II Domenica di Pasqua, in Albis depositis

7 aprile 2024

At 4,8-24a; Sal 117 (118); Col 2,8-15; Gv 20,19-31

Spunti

 

  1. Pace a voi

«La sera di quel giorno, il primo della settimana … venne Gesù, stette in mezzo e disse loro: “Pace a voi!”. Detto questo, mostrò loro le mani e il fianco. […]. Otto giorni […] Venne Gesù, a porte chiuse, stette in mezzo e disse: “Pace a voi!”» (Vangelo, Gv 20, 19.26).

Ciò che Gesù riporta di ritorno dalla morte, apparendo la sera stessa di Pasqua e otto giorni dopo, è la pace definitiva e compiuta. Nel Brano del Vangelo di oggi lo vediamo in tre scene. Anzitutto egli augura ai discepoli la pace che egli è. E la rende credibile mostrando le sue piaghe. Proprio la morte che gli uomini gli hanno procurato è il fondamento della pace (cioè la restaurata verità nei tre rapporti costitutivi: con Dio, con sé stessi e con gli altri).

Poi egli, alitando il suo Spirito su di loro, li autorizza ad offrire agli uomini la pace donata loro: «A coloro a cui perdonerete i peccati, saranno perdonati; a coloro a cui non perdonerete, non saranno perdonati» (Gv 20,23). Il dono di Gesù è essenzialmente per essere ridonato. Sul modello del perdono di Dio, anche quello della Chiesa deve attuarsi nella verità e non nell’incoscienza. La possibile “negazione” del perdono ha per scopo non la condanna, ma il cammino di preparazione per riceverlo. Infine, tutto questo deve compiersi nella fede. Non la pretesa di vedere (l’impossessarsi del dono) è il presupposto per ricevere la Sua pace, ma la fede: «beati quelli che non hanno visto e hanno creduto!» (Gv 20,29).

 

  1. Due criteri decisivi

«Se sia giusto … obbedire a voi invece che a Dio giudicatelo voi. Noi non possiamo tacere quello che abbiamo visto e ascoltato» (Lettura, At 4,19-20). Così Pietro rispose all’interrogatorio davanti al Sinedrio dopo che lui e a Giovanni erano stati fatti arrestare in seguito alla guarigione dello storpio. Le sue parole introducono due criteri di forza dirompente: l’obiezione di coscienza nei confronti dell’autorità umana, quando quest’ultima si contrappone al comando di Dio, e la forza della testimonianza di ciò che si è visto ed udito. Due criteri elementari, che i nostri fratelli cristiani perseguitati ci stanno insegnando e mostrando fino all’effusione del sangue.

 

  1. Il Risorto ci comunica la sua forza

Il Risorto ci fa partecipi della forza della sua risurrezione. Come? «perdonandoci tutte le colpe e annullando il documento scritto contro di noi, che con le prescrizioni, ci era contrario: lo ha tolto di mezzo inchiodandolo alla croce» (Epistola. Col 2, 13b-14).
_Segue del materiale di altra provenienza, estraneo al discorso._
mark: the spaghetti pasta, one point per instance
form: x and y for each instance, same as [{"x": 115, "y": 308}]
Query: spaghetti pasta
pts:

Oggi la Chiesa celebra la Domenica della Divina Misericordia, istituita da San Giovanni Paolo II il 30 Aprile del 2000, durante le Solenne Celebrazione Eucaristica in occasione della Canonizzazione della Beata Suor Maria Faustina Kowalska.

Papa Francesco all’odierno Regina Coeli ne ha riproposto il significato: “Il Risorto si fa loro incontro e per prima cosa mostra le sue piaghe: erano i segni della sofferenza e del dolore, potevano suscitare sensi di colpa, eppure con Gesù diventano i canali della misericordia e del perdono. Così i discepoli vedono e toccano con mano che con Gesù la vita vince, sempre, la morte e il peccato sono sconfitti. E ricevono il dono del suo Spirito, che dà loro una vita nuova, da figli amati, impastata di gioia, amore e speranza” (Francesco, Regina Coeli, 7 aprile 2024).

 

  1. Indomabile volontà di bene

Gesù nelle ripetute apparizioni ai suoi dopo la risurrezione rende evidente ai loro occhi che il suo amore ha avuto il respiro più lungo dell’odio di cui era stato fatto oggetto e anche del male che neppure loro erano riusciti ad evitare. La maggior parte di loro infatti era vergognosamente fuggita e qualcuno l’aveva addirittura rinnegato: tutto questo è sprofondato nella pace che Egli offre loro. «O Dio, che ami l’innocenza e la ridoni» così abbiamo pregato All’inizio dell’Assemblea liturgica.

Questo è il nostro Dio, questa è la sua indomabile volontà di bene per ogni uomo. Alla nostra libertà è chiesto di riconoscerlo e farle spazio come infaticabili operatori di pace.